Statt eines um Wechselkurseinflüsse sowie Käufe und Verkäufe von Geschäftsbereichen bereinigten Umsatzwachstums von knapp zehn Prozent traut Rosengren ABB jetzt nur noch ein Plus von sechs bis acht Prozent zu. Zumindest im laufenden und im kommenden Quartal dürfte der Gegenwind anhalten. "Das ist ein Problem, mit dem alle Branchen kämpfen, das ist kein ABB-Problem", sagte Rosengren. "Es wird noch ein paar Quartale dauern, bis wir eine Besserung sehen."

Der mangelnde Nachschub sorgt dafür, dass der Konzern aus Zürich die boomende Nachfrage der Kunden nicht befriedigen kann. "Halbleiter sind das Hauptproblem, unsere Produkte sind sehr digital und enthalten viele Halbleiter, nicht zuletzt in der Fertigungsautomation, der Robotik und der Elektrifizierung", sagte Rosengren. So kletterte der Auftragseingang im Sommer-Quartal um 29 Prozent auf 7,87 Milliarden Dollar. Das Umsatzwachstum hinkte mit einem Plus von sieben Prozent deutlich hinterher. Das starke Auftragsplus dürfte allerdings auch darauf zurückzuführen sein, dass Kunden in gewissem Umfang Bestellungen aufgaben, um sich zukünftige Lieferungen zu sichern. Stromausfälle in China und logistische Schwierigkeiten wie die Schließung von Häfen zur Bekämpfung der Pandemie hätten die Beschaffung der Komponenten ebenfalls erschwert.

ABB versuche nun gegenzusteuern, indem das Unternehmen Produkte mit weniger der knappen Chips entwickle, neue Lieferanten suche und seine eigenen Lagerbestände aufstocke.

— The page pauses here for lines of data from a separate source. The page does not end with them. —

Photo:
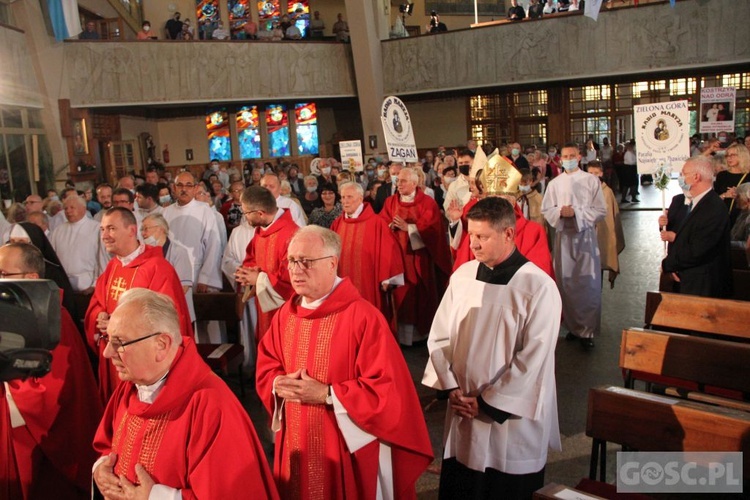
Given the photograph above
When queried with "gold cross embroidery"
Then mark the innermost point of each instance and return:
(117, 288)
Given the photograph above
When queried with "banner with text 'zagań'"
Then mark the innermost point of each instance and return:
(399, 134)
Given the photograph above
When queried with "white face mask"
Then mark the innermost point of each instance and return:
(570, 164)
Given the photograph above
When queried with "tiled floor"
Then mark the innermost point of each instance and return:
(577, 370)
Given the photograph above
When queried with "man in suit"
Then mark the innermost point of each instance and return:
(699, 258)
(388, 188)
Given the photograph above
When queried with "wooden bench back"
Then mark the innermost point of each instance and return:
(705, 361)
(689, 313)
(221, 306)
(647, 422)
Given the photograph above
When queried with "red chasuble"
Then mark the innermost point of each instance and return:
(149, 270)
(49, 455)
(267, 250)
(342, 343)
(195, 436)
(370, 255)
(427, 269)
(531, 241)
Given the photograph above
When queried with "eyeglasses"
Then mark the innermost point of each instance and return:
(303, 263)
(3, 274)
(118, 345)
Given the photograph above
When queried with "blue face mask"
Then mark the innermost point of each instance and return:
(683, 185)
(569, 165)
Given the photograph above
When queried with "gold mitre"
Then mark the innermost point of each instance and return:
(500, 176)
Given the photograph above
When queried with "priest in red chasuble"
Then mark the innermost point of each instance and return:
(135, 266)
(370, 254)
(416, 221)
(47, 423)
(264, 267)
(337, 387)
(173, 429)
(495, 176)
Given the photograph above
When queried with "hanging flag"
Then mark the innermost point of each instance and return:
(66, 22)
(591, 9)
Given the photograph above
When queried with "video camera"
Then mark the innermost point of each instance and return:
(29, 327)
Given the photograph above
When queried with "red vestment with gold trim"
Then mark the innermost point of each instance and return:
(50, 456)
(426, 269)
(149, 270)
(267, 250)
(370, 255)
(342, 343)
(195, 436)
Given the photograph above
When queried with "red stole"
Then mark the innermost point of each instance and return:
(149, 270)
(531, 241)
(341, 343)
(267, 250)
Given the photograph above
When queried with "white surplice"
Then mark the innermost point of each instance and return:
(234, 255)
(194, 225)
(498, 341)
(178, 255)
(81, 252)
(576, 253)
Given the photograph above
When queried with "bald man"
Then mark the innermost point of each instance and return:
(78, 246)
(273, 184)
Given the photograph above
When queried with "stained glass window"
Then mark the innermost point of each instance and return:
(248, 130)
(239, 15)
(299, 13)
(277, 122)
(217, 128)
(207, 15)
(268, 11)
(306, 118)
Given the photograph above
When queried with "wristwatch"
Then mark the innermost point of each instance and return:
(329, 398)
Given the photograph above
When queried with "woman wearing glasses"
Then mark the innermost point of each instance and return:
(727, 181)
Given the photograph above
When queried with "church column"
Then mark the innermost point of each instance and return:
(367, 20)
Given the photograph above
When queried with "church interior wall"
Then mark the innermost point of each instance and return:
(439, 122)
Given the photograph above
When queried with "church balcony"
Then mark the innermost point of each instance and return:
(653, 38)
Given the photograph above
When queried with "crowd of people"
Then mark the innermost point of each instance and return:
(285, 27)
(479, 253)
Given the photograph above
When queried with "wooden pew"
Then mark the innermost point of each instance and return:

Eine weitere Hürde sei der Mangel an qualifizierten Mitarbeitern im Schlüsselmarkt Nordamerika. Angesichts der kassierten Prognose und den unter den Erwartungen liegenden Quartalsumsätze sackten die ABB-Aktien fünf Prozent ab. "Die unerwartet starken negativen Auswirkungen auf die Lieferkette könnten sich auch auf andere Unternehmen auswirken, darunter Siemens, Schneider und Legrand", erklärte JP Morgan-Analyst Andreas Willi.

Der Gewinn von ABB sackte im abgelaufenen Quartal zwar auf 652 Millionen Dollar ab. Der Vorjahreswert von 4,5 Milliarden Dollar wurde allerdings durch den Erlös aus dem Verkauf des Stromnetzgeschäfts an die japanische Hitachi aufgebläht. Die operative Rendite legte indes kräftig zu und übertraf mit 15,1 Prozent die eigentlich erst für 2023 angepeilte Marke von 15 Prozent. "Damit haben wir in unserer Bilanz reichlich Spielraum sowohl für organisches Wachstum und Akquisitionen als auch für Ausschüttungen an unsere Aktionäre", erklärte Rosengren.

Mit den Vorbereitungen für die Abspaltung von zwei Bereichen befinde sich ABB auf Zielkurs. Das Geschäft mit Ladetechnik für Elektroautos solle im ersten Halbjahr 2022 an die Börse kommen. ABB sei dabei, einen Verwaltungsratspräsidenten für das Geschäft zu suchen, an dem der Elektrokonzern beteiligt bleiben will. Zum Turbolader-Geschäft wolle ABB voraussichtlich Anfang 2022 entscheiden, ob der Bereich ebenfalls an die Börse komme oder an eine Industriefirma oder einen Finanzinvestor verkauft werden solle.